Support Questions

Find answers, ask questions, and share your expertise

Datanode goes dows after few secs of starting

avatar

Datanode automatically goes down after a few sec on starting from ambari. i check that ambari agent is working.

datanode receives the heartbeat but no commands from namenode.

ambari agent log file.

INFO 2017-01-24 03:44:59,747 PythonExecutor.py:118 - Result: {'structuredOut': {}, 'stdout': '', 'stderr': '', 'exitcode': 1}
INFO 2017-01-24 03:45:07,970 Heartbeat.py:78 - Building Heartbeat: {responseId = 210, timestamp = 1485247507970, commandsInProgress = False, componentsMapped = True}
INFO 2017-01-24 03:45:08,129 Controller.py:214 - Heartbeat response received (id = 211)
INFO 2017-01-24 03:45:08,129 Controller.py:249 - No commands sent from ip-172-31-17-251.ec2.internal
INFO 2017-01-24 03:45:18,130 Heartbeat.py:78 - Building Heartbeat: {responseId = 211, timestamp = 1485247518130, commandsInProgress = False, componentsMapped = True}
INFO 2017-01-24 03:45:18,274 Controller.py:214 - Heartbeat response received (id = 212)
INFO 2017-01-24 03:45:18,274 Controller.py:249 - No commands sent from NAMENODE.ec2.internal





1 ACCEPTED SOLUTION

avatar
Master Mentor

@Punit kumar

Regarding your latest error:

java.io.IOException: Incompatible clusterIDs in 
/mnt/disk1/hadoop/hdfs/data: namenode clusterID = 
CID-297a140f-7cd6-4c73-afc8-bd0a7d01c0ee; datanode clusterID = 
CID-7591e6bd-ce9b-4b14-910c-c9603892a0f1 at 

Looks like your VERSION file has different cluster IDs present in NameNode and DataNode that need to be correct. So please check.

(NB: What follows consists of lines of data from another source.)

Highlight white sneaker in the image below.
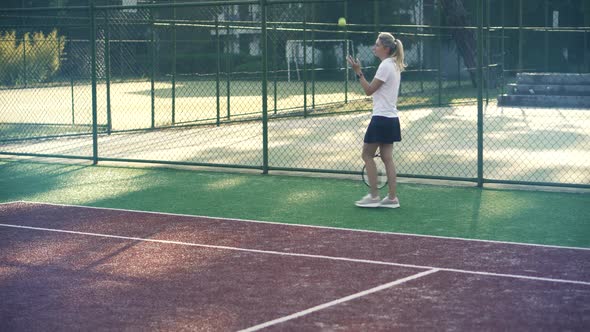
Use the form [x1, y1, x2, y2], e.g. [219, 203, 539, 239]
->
[354, 194, 381, 207]
[379, 195, 399, 209]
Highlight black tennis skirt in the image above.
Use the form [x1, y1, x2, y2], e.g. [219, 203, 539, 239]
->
[365, 116, 402, 144]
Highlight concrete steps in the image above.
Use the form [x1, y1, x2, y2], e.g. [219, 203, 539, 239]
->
[498, 73, 590, 109]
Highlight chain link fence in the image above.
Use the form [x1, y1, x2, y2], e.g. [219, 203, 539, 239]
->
[0, 0, 590, 187]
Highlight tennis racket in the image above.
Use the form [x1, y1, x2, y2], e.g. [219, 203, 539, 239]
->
[361, 153, 387, 189]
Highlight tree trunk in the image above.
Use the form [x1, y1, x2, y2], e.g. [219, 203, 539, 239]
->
[440, 0, 477, 87]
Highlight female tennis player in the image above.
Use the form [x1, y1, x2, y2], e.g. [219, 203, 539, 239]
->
[346, 32, 405, 208]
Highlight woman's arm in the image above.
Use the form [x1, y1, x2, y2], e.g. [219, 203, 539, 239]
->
[346, 55, 383, 96]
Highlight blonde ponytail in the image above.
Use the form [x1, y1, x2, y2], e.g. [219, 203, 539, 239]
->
[378, 32, 406, 72]
[391, 39, 406, 72]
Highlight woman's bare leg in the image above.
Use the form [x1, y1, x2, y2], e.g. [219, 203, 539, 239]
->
[379, 144, 397, 199]
[362, 143, 379, 197]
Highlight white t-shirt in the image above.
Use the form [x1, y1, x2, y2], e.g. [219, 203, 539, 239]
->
[373, 58, 401, 118]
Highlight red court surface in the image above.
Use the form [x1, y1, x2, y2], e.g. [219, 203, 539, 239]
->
[0, 202, 590, 331]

cat <dfs.namenode.name.dir>/current/VERSION
cat <dfs.datanode.data.dir>/current/VERSION 

Hence Copy the clusterID from nematode and put it in the VERSION file of datanode and then try again.

Please refer to: http://www.dedunu.info/2015/05/how-to-fix-incompatible-clusterids-in.html

.

View solution in original post

16 REPLIES 16

avatar
Master Mentor

@Punit kumar

1. Do you see any error / exception in the DataNode log?

2. After triggering DataNode start operation from Ambari UI do you see any Error/Exception in ambari-server.log?

If yest hen can you please share those log snippets here?

3. Are you able to start/stop the other components present on that agent host? (or only DataNode is having this issue)

4. The output of "top" command so that we can see if memory is available sufficiently.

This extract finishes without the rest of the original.